Domínguez comanda a Conmebol desde 2016 e é hoje o dirigente mais longevo da entidade no século. Sua nova gestão deverá se estender até 2027, encerrando um ciclo marcado por forte atuação política, reformas estruturais e afirmações polêmicas — como a célebre frase: “Libertadores sem Brasil é como Tarzan sem Chita.”
Estabilidade, transparência e ambição
Durante seu discurso de posse, Domínguez reforçou os valores que pretende manter até o fim de seu ciclo: transparência, honestidade e estabilidade institucional. Segundo ele, sua reeleição não representa um projeto pessoal, mas coletivo:
“Aqui vão encontrar criatividade, inovação e, sobretudo, estabilidade.

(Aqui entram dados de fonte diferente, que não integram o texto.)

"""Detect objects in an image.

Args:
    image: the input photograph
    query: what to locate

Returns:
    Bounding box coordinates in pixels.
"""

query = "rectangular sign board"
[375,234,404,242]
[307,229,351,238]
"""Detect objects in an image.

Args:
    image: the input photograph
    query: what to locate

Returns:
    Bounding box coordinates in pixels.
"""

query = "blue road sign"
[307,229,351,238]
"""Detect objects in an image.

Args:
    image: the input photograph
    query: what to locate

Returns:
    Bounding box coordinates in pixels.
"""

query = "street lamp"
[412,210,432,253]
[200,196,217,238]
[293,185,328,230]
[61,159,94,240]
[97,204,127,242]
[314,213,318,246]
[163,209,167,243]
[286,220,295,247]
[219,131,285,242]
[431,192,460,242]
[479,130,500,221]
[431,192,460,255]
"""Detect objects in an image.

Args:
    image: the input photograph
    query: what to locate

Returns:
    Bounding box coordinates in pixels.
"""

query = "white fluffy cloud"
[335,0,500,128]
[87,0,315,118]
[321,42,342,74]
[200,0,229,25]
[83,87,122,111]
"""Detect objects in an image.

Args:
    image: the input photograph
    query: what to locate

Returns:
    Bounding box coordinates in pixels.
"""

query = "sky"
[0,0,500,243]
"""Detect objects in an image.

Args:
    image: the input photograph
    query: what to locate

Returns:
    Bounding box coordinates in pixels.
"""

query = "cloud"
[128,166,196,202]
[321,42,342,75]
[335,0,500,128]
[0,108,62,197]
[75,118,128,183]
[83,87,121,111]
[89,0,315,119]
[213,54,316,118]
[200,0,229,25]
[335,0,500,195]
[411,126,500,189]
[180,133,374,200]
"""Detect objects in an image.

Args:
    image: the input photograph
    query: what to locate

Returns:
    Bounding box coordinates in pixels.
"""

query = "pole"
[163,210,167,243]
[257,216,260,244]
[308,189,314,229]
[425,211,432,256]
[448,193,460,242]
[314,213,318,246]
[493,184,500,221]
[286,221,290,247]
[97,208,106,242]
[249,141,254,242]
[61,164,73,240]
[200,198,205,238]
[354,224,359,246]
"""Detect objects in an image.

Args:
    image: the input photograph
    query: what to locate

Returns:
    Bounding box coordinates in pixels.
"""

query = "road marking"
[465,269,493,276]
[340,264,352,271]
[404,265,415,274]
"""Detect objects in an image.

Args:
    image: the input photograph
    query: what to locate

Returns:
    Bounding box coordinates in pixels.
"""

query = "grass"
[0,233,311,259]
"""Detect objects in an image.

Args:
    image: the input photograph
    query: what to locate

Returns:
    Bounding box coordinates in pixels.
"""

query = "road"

Nossos pilares são a transparência e a honestidade.”
“Se renovam minhas intenções, ânimo e ambição. Este não é um projeto pessoal, mas de equipe. Que o futebol sul-americano continue conquistando o mundo com a força de todos vocês.”
Desafios e legado no futebol continental
Sob sua liderança, a Conmebol consolidou mudanças importantes nas competições continentais, como a centralização das finais da Libertadores e Sul-Americana em sedes únicas, além de parcerias estratégicas com a Uefa e a Fifa.
No entanto, o presidente também tem enfrentado críticas por decisões polêmicas e pela condução disciplinar da entidade — que recentemente multou clubes e técnicos por questões extracampo, como uniformes e gestos de torcedores.